Cooperative and sympathetic behavior was found in Jungle babblers and was more privileged at 2-10 m height as well as during the day time. Cooperative breeding in birds is much more prevalent than has been previously realized, occurring in 18.5% of oscine passerines known to have biparental care, and is the predominant social system of some ancient oscine clades (Cockburn, 2003).Cooperative sentinel behavior may avoid the jungle babblers from predators as one of the member from group member make vocal sound to alert the group. Although the first observations of cooperative breeding in birds were made in New World tropical forests (Skutch, 1935), most avian cooperative breeders are found in semiarid tropical and subtropical environments, particularly in sub Saharan Africa and Australia. Cooperative species often occur in semiarid woodland and savanna habitats, rather than in rainforests or deserts (Ligon and Burt, 2004). Cooperative breeders have been suggested to occur disproportionally in both seasonal (du Plessis et al., 1999) and unseasonal environments (Ligon and Burt, 2004).

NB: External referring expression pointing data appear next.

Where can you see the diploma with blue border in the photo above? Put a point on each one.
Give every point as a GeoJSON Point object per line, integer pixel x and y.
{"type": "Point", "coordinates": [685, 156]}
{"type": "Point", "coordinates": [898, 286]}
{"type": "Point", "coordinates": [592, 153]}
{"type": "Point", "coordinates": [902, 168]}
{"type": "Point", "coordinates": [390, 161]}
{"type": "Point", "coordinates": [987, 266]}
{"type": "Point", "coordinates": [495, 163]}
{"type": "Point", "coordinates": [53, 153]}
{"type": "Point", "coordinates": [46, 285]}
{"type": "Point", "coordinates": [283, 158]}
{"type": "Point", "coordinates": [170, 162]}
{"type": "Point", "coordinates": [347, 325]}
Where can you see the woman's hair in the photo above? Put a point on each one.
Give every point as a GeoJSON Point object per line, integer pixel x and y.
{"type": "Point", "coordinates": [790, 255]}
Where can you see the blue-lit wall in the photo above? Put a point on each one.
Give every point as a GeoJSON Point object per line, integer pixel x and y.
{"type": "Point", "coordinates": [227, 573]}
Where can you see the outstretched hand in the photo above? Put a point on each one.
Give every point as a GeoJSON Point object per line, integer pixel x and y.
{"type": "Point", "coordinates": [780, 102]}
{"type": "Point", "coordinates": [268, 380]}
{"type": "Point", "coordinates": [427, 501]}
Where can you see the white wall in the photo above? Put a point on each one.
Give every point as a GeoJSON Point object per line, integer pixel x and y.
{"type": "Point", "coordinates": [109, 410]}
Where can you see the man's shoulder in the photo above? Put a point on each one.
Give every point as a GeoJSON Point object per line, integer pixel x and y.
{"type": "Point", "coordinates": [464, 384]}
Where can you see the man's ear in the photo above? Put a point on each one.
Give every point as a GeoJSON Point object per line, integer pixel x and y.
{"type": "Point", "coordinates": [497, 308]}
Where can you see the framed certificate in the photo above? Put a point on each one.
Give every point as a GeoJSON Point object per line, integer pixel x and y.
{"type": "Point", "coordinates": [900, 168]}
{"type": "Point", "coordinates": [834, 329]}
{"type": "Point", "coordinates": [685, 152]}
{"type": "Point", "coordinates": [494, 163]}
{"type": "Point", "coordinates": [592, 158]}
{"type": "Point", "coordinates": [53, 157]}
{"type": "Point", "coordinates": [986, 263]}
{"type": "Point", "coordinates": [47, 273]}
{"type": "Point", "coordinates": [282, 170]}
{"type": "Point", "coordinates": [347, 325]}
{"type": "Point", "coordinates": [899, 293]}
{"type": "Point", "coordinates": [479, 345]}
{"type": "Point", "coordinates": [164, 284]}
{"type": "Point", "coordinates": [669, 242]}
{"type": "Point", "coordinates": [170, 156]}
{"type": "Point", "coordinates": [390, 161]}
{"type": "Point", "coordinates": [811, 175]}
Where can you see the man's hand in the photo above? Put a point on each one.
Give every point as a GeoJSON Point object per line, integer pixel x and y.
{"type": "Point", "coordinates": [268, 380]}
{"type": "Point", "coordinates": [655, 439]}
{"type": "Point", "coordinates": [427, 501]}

Breeding pair (male and female) in social groups of Jungle babblers was helped by auxiliaries (helpers). Bhavna and Geeta (2010) termed these babblers social/cooperative breeders because of the phenomenon that the breeding pair was assisted by other individuals of the flock (termed as “helpers”). These helper birds forego their own breeding and express allo-parental behavior and aid the parents in taking care of entire reproductive responsibilities excluding egg formation and laying.

While group size was bigger, number of nestlings was lower, improving the fledgling survival and vice versa, however group size did not seem to have any effect on the fledgling predation. Subsequently, young fledge earlier in small groups, thereby reducing the threat of predation. Similar conclusions were drawn by Raihani and Ridley (2007).

Jungle babbleris are known to devour insects like Orthopterans and Lepidopterans (Gaston, 1978; Dhindsa and Saini, 1994; Gupta and Midha, 1994). These authors have also reported seasonal variation in the consumption of 6 insects during monsoon when the insect population was high. Thus the Jungle babbler is considered a useful bird as it feeds on the global pest, the pod borer, Helicoverpa armigera (Gokhale, 1993).Their most conspicuous diurnal activity is feeding wherein they spend the maximum time in foraging on ground. This foraging behavior of Jungle babblers is probably very effective in locating the underground pupae of pod borer or the root infesting white grubs (Patankar et al., 2001). Babblers utilized most time of the day on searching food, frequently on the ground, and desired to search food among drainage areas. Drainage zone preference possibly arose because they availed both the better vegetative shelter from aerial predators and the biomass of prospective prey (Porteli et al., 2009).

 

Conclusion

Jangle babblers are indistinguishable by external morphology due to same coloration. These are common birds around the agricultural field, and also found near cities and towns in Layyah district. The bird is an omnivorous species that makes cup shaped nest at the height range 241.4 to 424.28 cm with an average clutch size of 4 eggs. Jangle babblers are social birds as several birds (almost 13-15 birds) were found to attend each nest. It feeds on insects in cultivated sites, and also considered as pest controlling agent.

 

Statement of conflict of interest

The authors declare no conflict of interest.